First I defined x variable:
from sympy import *
x=var('x')
I want to define series of functions using Lambda something look like this:
f0=Lambda(x,x)
f1=Lambda(x,x**2)
....
fn=....
How can I define this?
Thanks
It took me a while to understand what your after. It seems that you are most likely after loops, but do not articulate this.
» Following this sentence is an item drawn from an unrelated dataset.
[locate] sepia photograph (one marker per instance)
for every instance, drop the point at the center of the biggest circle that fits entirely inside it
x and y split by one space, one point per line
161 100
So I would suggest you do this:
from sympy import *
x = symbols('x')
f=[]
for i in range(1,11): # generate 1 to 10
f.append( Lambda(x,x**i) )
# then you use them like this
print( f[0](2) ) # indexes 0 based
print( f[1](2) )
# ,,, up to [9]
Anyway your not really clear in your question on what the progression should be.
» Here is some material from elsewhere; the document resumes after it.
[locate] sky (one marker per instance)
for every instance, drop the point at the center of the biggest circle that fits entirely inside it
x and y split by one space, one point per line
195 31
EDIT: As for generating random functions here is one that example generates a polynomial with growing order and a random set of lower orders:
from random import randint
from sympy import *
x = symbols('x')
f=[]
for i in range(1,11):
fun = x**i
for j in range(i):
fun += randint(0,1)* x**j
f.append( Lambda(x,fun) )
# then you use them like this
# note I am using python 2.7 if you use 3.x modify to suit your need
print( map(str, f) ) #show them all
def call(me):
return me(2)
print( map(call, f) )
Your random procedure may be different as there are a infinite number of randoms available. Note its different each time you run the creation loop it, use random seed to fix the random if needed same generation between runs. The functions once created are stable in one process.